Monday, November 3, 2014

JSON Metadata: sorted dicts and sordid ones

Continuing on git branch new_meta. Finding each module that calls the metadata manager and recoding it to save and load in the new JSON format. This usually results in a vast simplification. Previously, the "writer" method received a stream handle and was responsible for creating and writing formatted lines of text to encode its type of metadata; and the "reader" method got a stream handle and had to read the lines of formatted text and decode them. Under the new regime, the writer returns a single Python value (typically a list or dict), and the reader gets that single value as an argument. No more formatting data as lines and streaming them with << or >> operators. Just a blob of data out, a blob of data in.

For each module there's a modname_test module that exercises it. These unit-test drivers used the metadata system heavily. They formatted metadata streams and pushed them in via the metadata manager, and then used the manager to suck the metadata back and check it. Or pushed in invalid metadata and checked the contents of the log for proper error messages. It was a handy way to exercise every branch.

Naturally when the metadata readers and writers of a module change, so also must change the test code that prepares metadata and reads it back. So far there's about 3 times as many lines of code to alter in the test drivers as in the driven code. (Picture a frowny-face icon here.)

All went smoothly modifying and testing the four types of metadata handled by book.py (edit font size, edit cursor position, default dictionary tag, and user bookmark positions 1-9). Each of the reader/writer pairs became simpler, as expected.

Next up in alphabetic sequence is chardata.py. This is the module that maintains the census of characters in the document. Originally it did it using a sorteddict from the blist package, but recently I discovered the sortedcontainers package which is as fast as blist, and pure Python.

Either way, the character census is in a SortedDict object with single unicode characters as keys, and integer counts as values. So obviously, the metadata writer function could consist of just: return self.census that is, return the value of the dict of character counts. The reader would receive that dict as a single value. It had to be a bit more careful because the user might have edited the metadata, so the reader has to do basic sanity checks: are the keys single characters, the counts greater than 0, etc.

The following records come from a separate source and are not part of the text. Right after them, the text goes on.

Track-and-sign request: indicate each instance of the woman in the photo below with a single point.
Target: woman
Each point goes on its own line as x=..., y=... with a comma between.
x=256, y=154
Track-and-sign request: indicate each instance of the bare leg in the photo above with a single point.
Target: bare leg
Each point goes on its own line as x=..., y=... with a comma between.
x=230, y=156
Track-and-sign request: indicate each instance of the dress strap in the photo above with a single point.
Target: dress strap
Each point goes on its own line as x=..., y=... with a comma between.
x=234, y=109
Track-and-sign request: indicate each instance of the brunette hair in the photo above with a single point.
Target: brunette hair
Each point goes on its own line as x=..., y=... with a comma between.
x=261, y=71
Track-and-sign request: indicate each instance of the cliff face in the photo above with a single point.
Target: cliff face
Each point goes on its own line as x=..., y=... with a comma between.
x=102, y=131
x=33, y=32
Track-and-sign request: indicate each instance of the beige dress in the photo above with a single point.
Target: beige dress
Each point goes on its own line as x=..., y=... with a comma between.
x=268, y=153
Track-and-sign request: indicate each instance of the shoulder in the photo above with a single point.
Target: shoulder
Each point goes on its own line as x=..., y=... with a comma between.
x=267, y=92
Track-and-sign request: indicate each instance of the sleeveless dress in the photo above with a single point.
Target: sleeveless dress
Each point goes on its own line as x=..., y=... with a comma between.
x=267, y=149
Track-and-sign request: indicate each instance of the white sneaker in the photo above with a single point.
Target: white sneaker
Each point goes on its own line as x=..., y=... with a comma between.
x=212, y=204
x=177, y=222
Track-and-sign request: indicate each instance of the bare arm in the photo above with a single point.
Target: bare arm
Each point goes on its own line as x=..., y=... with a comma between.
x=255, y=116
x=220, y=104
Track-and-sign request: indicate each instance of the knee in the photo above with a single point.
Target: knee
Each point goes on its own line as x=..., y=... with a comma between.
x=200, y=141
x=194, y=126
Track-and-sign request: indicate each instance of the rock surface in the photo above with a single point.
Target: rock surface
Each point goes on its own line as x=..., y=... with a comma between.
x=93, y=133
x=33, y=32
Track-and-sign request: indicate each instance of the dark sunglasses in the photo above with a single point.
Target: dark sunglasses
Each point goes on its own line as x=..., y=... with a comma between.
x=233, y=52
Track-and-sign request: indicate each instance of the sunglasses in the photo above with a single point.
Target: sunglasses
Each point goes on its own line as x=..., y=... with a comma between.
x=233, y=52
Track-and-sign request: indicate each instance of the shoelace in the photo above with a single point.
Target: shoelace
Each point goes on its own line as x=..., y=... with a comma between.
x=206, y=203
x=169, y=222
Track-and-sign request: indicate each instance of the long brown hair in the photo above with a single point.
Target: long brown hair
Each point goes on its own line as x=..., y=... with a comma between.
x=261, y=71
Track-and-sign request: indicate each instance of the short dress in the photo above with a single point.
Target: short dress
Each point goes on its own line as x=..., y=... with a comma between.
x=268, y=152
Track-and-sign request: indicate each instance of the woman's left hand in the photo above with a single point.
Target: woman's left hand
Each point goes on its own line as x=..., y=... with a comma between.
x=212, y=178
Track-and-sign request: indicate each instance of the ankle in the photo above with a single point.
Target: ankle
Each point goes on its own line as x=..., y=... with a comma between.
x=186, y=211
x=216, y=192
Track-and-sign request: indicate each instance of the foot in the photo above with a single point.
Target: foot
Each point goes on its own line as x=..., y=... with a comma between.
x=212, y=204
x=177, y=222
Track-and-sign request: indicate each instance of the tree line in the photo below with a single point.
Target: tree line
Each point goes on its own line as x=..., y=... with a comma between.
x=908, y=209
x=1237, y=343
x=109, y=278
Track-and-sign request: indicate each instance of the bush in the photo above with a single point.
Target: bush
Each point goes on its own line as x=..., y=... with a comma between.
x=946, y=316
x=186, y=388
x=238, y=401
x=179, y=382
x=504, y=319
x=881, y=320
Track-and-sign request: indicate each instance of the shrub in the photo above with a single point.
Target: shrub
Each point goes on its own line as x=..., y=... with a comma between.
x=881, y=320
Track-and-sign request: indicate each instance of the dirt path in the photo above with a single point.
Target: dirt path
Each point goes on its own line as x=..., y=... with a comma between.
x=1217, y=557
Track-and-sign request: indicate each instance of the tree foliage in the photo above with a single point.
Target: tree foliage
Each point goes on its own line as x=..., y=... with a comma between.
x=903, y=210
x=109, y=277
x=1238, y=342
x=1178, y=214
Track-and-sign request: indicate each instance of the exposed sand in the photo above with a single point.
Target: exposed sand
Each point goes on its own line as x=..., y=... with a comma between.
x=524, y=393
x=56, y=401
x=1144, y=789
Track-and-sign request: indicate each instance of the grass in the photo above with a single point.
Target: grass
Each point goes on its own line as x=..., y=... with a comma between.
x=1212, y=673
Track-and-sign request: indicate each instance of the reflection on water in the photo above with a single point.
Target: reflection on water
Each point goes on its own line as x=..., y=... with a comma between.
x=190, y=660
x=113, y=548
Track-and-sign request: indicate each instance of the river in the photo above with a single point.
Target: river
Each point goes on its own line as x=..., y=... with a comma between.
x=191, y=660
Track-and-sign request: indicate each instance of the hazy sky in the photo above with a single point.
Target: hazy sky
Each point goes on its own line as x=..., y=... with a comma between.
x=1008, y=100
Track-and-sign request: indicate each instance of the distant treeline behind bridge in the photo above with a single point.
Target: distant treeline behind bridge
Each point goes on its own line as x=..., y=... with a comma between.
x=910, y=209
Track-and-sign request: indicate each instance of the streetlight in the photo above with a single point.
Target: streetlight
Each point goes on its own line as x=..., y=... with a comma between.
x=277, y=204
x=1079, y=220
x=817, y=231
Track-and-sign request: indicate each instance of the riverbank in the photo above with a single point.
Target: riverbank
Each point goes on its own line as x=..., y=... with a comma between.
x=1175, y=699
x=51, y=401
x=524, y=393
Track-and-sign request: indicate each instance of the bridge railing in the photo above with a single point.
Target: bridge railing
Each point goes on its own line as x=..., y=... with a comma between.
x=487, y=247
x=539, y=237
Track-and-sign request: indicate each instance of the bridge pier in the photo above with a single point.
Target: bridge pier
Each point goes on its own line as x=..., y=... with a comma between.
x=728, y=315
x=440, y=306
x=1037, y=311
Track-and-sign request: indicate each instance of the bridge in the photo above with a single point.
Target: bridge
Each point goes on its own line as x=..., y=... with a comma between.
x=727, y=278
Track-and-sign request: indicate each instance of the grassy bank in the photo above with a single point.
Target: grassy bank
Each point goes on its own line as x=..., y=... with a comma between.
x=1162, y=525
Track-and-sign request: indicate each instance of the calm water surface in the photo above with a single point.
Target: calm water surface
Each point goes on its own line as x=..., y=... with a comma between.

But this pretty scheme didn't work out well for the test driver. The test driver loaded the document with the contents of "ABBCCC" and then called the metadata manager to get the character census. Immediate error: "SortedDict cannot be serialized by JSON". Oh. Right. OK, change the writer to return dict(self.census). Convert the SortedDict to an ordinary dict. This worked in the sense that it could be serialized to JSON, but when the test driver pulled the metadata and compared it, it failed with:

expected: {"CHARCENSUS":{"A":1,"B":2,"C":3}}
received: {"CHARCENSUS":{"B":2,"C":3,"A":1}}

Oops. Obviously what's happening is that when json.dumps() a dict, it writes it in the order returned by dict.items(), which is the order of the key hash table. That isn't predictable. Time to stop to think.

Ok, I can leave it this way, and write the test driver to basically do a set-wise comparison on two dicts, ensuring that the received dict has all, but only, the keys and values of the expected dict. Not fun. Also, if I leave it as-is, it pretty well screws the possibility of the user editing this part of the metadata file. How would you find the entry for "X" in a random-sequenced list of 150 or more characters? And think ahead to worddata, which has almost the same structure: if its 5000-10000 metadata values aren't in sorted order, what a sordid mess.

So better to change the metadata format to something that can be sequenced. I rewrote the metadata writer as:

    return [ [key,count] for (key, count) in self.census.items() ]

The items() method of a SortedDict returns them in sorted order by key. JSON serializes list items in the order given, so they are in the file in sequence. It was no more code in the reader, because the reader already had code to examine each (key, count) item for validity.